Archéologue c’est cela, c’est ce choix-là, ce que je préfère jeter, ce que j’ai envie de garder, pour dire cette époque sans qu’elle devienne un poids, une nostalgie.
On dit au revoir à Ken, Anna, Jake, fin de résidence, retour au bercail, retrouver mon môme, ma compagne, reprendre le cours, les affaires courantes, le courrier sur la table, j’ouvre, ma boite mail, faire le tri, j’alterne, les messages, une annonce exceptionnelle - un tracteur à pédales idéal pour enfants de 3 à 5 ans, j’alterne, urgent expulsion en cours - une de plus - en pleine rue, hommes, femmes, enfants de 3 à 5 ans virés menottes au poing, virés choqués du territoire, notre patrie, enfants de 3 à 5 ans, j’alterne, courrier de protestation adressé au Préfet, j’alterne, demande de précision sur les possibilités de réglage des pédales suivant l’age, je suis, on est, comme des digues, on prend le monde en pleine face, chaque jour, jour après jour, sa barbarie, on résiste, s’indigne, continue de s’indigner, résiste, rester debout coûte que coûte face au flux, le roulis de la barbarie ordinaire, le ressac de l’inéluctable, rester debout, refuser, prendre en pleine face, pas broncher et puis parfois, trop lourd, trop violent, trop gros, je baisse la tête, laisse passer, enroule vertèbre après vertèbre, le dos en boule, je flotte dans le flux, ne résiste plus, j’enroule vertèbre après vertèbre, m’enroule sur moi même et me concentre sur la position réglable des pédales pour enfants de 3 à 5 ans.

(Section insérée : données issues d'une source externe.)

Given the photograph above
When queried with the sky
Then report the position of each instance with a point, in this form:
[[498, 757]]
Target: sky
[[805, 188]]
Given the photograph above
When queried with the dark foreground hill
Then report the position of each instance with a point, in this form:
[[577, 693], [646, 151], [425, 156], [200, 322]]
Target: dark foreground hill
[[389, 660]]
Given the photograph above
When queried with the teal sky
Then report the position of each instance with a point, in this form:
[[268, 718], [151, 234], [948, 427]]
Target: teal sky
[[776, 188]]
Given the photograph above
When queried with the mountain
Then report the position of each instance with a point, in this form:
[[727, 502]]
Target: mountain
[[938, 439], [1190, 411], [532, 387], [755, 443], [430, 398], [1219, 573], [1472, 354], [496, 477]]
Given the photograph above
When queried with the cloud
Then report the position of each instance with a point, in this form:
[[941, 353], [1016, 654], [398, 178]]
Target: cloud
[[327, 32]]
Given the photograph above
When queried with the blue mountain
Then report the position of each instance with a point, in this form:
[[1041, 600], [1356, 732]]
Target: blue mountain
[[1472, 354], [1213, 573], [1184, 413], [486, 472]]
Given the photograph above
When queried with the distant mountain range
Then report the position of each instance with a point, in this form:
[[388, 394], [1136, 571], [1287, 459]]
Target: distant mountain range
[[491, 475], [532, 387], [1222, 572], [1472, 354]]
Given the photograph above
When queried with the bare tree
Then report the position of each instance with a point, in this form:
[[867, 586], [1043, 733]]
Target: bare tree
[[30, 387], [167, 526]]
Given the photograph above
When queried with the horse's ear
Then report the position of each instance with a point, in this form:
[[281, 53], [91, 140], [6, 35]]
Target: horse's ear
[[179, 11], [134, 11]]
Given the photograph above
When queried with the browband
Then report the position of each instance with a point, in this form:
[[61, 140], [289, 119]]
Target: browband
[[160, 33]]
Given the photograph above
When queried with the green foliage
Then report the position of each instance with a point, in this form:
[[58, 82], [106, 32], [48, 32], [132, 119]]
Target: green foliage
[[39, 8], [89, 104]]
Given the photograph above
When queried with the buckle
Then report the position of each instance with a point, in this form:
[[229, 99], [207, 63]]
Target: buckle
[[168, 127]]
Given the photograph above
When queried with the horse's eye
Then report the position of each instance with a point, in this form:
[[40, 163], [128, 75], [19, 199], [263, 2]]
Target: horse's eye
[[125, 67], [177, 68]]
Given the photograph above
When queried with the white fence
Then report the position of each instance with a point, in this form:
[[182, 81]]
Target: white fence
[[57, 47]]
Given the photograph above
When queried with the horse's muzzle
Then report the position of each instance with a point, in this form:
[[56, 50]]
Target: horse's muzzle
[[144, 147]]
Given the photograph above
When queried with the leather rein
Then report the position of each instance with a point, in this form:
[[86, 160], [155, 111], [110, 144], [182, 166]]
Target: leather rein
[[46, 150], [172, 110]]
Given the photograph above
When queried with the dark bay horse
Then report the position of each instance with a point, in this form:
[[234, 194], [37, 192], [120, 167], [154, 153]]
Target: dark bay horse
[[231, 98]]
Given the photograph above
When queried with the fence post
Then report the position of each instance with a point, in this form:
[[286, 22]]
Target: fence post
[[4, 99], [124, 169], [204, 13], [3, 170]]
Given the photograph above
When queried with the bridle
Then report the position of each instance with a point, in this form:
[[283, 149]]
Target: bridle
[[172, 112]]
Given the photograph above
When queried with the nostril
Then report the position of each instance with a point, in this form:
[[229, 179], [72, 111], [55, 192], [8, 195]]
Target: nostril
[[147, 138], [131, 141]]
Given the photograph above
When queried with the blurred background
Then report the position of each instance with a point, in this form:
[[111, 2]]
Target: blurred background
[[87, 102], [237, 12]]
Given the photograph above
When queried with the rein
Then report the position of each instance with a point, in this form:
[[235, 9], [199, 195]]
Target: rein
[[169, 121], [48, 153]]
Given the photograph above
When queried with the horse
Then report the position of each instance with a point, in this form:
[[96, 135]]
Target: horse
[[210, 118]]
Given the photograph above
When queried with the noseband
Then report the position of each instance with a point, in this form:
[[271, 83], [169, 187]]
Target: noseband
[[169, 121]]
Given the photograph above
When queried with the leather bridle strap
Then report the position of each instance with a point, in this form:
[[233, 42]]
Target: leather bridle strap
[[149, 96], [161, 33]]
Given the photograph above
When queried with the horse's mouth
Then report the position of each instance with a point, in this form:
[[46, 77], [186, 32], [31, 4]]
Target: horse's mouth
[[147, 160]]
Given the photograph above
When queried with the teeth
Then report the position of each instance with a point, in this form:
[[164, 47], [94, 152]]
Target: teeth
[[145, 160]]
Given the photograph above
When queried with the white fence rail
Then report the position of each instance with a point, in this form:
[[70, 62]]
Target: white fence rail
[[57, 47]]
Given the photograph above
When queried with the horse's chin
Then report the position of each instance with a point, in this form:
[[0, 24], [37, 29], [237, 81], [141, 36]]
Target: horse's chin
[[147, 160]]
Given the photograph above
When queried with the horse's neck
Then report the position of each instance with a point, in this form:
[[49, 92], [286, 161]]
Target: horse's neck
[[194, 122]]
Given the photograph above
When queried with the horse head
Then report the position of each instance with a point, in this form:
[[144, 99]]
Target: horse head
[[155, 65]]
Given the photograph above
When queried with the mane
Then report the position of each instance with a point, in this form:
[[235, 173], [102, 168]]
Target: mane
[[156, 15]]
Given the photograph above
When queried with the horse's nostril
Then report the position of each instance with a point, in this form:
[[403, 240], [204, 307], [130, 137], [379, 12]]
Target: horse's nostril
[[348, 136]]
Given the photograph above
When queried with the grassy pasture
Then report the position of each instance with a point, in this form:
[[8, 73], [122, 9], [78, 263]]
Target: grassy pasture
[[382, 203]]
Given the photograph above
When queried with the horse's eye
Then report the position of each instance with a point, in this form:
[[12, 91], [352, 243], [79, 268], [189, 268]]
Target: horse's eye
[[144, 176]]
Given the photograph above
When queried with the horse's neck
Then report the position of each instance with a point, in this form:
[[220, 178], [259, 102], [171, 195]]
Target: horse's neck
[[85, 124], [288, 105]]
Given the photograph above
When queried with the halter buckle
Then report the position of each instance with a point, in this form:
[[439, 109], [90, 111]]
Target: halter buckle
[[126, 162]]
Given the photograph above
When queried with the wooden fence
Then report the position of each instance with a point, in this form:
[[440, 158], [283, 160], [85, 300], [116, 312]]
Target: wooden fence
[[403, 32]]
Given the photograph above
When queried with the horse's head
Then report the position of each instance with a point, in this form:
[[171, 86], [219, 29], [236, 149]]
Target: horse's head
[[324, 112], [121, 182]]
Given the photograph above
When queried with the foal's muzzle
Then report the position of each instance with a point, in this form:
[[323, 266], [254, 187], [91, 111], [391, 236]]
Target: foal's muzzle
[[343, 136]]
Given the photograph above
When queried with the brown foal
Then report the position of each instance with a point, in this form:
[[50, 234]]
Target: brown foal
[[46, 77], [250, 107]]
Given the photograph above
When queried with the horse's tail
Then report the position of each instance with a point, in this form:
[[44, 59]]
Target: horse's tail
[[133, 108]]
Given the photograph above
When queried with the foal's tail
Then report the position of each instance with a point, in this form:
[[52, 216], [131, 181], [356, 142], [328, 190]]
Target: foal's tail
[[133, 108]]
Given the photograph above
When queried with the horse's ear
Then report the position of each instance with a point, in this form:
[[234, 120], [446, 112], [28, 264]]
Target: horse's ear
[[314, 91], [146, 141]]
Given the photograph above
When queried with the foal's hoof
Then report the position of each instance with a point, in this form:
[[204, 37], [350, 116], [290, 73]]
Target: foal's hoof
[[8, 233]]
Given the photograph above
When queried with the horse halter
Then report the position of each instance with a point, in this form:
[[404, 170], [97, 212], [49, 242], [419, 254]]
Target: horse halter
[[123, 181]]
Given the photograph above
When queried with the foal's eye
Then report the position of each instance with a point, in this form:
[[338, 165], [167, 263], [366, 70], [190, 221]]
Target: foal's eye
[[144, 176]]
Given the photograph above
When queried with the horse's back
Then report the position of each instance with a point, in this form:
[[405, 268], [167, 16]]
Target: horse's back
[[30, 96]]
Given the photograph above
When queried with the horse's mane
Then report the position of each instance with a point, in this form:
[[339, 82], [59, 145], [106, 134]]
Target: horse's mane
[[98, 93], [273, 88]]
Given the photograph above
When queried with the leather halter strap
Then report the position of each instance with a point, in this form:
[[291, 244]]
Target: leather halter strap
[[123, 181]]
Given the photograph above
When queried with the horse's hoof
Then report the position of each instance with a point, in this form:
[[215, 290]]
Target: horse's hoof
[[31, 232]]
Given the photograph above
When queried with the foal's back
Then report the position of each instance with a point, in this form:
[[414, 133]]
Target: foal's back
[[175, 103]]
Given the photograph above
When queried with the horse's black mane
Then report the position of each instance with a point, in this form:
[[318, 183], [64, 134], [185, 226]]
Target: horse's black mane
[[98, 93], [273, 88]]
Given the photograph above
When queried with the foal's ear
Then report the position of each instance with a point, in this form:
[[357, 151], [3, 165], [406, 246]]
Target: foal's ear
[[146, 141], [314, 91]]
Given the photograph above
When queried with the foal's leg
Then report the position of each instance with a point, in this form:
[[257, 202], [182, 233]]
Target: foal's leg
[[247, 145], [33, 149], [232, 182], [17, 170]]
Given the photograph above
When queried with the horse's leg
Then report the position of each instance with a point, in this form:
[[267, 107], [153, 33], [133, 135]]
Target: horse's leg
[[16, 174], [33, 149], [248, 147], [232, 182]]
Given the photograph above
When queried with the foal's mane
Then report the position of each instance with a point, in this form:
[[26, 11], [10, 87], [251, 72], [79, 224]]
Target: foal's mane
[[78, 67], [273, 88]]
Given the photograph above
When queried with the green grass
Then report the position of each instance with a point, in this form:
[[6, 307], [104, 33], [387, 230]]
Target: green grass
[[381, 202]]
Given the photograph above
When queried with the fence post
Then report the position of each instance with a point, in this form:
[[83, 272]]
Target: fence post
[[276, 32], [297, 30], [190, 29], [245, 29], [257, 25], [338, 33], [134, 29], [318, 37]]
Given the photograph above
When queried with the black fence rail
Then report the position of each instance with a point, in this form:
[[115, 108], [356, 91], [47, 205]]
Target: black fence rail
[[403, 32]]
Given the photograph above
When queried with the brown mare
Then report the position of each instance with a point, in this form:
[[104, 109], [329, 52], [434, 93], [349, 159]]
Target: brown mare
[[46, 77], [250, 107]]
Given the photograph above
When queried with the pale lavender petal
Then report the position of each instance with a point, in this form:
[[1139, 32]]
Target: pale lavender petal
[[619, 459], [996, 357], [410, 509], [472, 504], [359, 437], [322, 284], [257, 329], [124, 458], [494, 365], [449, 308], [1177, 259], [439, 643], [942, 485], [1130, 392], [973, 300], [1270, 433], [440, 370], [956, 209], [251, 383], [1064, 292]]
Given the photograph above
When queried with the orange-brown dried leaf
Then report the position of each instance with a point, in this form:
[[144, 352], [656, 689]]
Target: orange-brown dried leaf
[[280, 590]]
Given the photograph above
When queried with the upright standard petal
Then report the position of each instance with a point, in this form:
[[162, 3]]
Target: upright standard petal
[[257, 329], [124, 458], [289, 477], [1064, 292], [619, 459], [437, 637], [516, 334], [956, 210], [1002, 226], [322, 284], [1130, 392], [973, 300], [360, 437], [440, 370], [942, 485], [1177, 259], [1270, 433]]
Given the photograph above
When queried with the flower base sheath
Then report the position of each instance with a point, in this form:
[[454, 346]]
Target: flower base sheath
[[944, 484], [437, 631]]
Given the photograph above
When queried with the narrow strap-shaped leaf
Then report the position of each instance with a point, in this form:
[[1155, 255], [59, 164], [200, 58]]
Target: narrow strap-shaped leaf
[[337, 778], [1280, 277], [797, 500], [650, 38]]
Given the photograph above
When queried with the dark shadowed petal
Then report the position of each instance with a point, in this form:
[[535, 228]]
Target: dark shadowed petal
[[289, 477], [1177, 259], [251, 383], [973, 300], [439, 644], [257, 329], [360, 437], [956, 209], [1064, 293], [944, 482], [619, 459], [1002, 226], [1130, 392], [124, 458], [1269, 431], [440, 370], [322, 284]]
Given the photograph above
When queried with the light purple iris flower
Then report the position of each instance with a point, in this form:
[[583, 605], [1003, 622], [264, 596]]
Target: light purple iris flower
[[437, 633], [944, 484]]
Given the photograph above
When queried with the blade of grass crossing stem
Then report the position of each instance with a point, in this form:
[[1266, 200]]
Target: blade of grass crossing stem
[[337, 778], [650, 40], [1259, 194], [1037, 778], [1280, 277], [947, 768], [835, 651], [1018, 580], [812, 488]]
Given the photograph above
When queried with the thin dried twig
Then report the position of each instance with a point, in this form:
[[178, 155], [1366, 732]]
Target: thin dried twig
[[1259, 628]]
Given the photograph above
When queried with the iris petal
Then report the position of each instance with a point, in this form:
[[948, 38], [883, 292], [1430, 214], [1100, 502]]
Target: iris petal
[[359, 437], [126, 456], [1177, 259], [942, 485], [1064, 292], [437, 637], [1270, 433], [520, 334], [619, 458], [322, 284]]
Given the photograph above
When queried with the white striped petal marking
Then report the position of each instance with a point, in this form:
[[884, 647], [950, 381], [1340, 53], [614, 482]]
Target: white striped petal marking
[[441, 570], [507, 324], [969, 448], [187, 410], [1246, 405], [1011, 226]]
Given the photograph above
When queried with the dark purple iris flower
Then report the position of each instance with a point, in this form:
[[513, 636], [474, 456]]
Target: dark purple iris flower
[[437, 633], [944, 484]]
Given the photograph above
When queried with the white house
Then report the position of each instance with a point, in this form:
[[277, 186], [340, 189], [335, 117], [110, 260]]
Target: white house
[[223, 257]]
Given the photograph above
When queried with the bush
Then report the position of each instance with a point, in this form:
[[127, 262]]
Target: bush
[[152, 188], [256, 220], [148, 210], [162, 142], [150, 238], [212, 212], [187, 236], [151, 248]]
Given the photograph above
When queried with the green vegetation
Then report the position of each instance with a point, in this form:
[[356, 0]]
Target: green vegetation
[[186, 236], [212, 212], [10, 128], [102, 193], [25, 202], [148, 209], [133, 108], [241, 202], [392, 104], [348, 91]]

Pour me relever, me lever de nouveau, sortir la tête de l’eau, du flux, me dresser, redresser comme un roc ou plutôt une digue frêle, dérisoire, dressée coûte que coûte face au flux, au ressac de l’inéluctable, la barbarie ordinaire, pour me relever du fond, tandis que je sens le grondement sourd passer sur moi, le vacarme du monde, hurlement sauvage d’ordres incessants, chaque instant, injonctions, récurrentes, en embuscade derrière chaque mot, chaque mot, comme un mot d’ordre, chaque image, injonction de faire plus avec moins, d’être plus fort, d’écraser la gueule de mon voisin parce que pas de place pour deux, injonction d’accepter - mieux : de porter, d’être un brave soldat de la marche forcée du monde, mon tracteur à pédales réglables sous le bras et souriant, heureux citoyen qui se prend la lame de fond en pleine face...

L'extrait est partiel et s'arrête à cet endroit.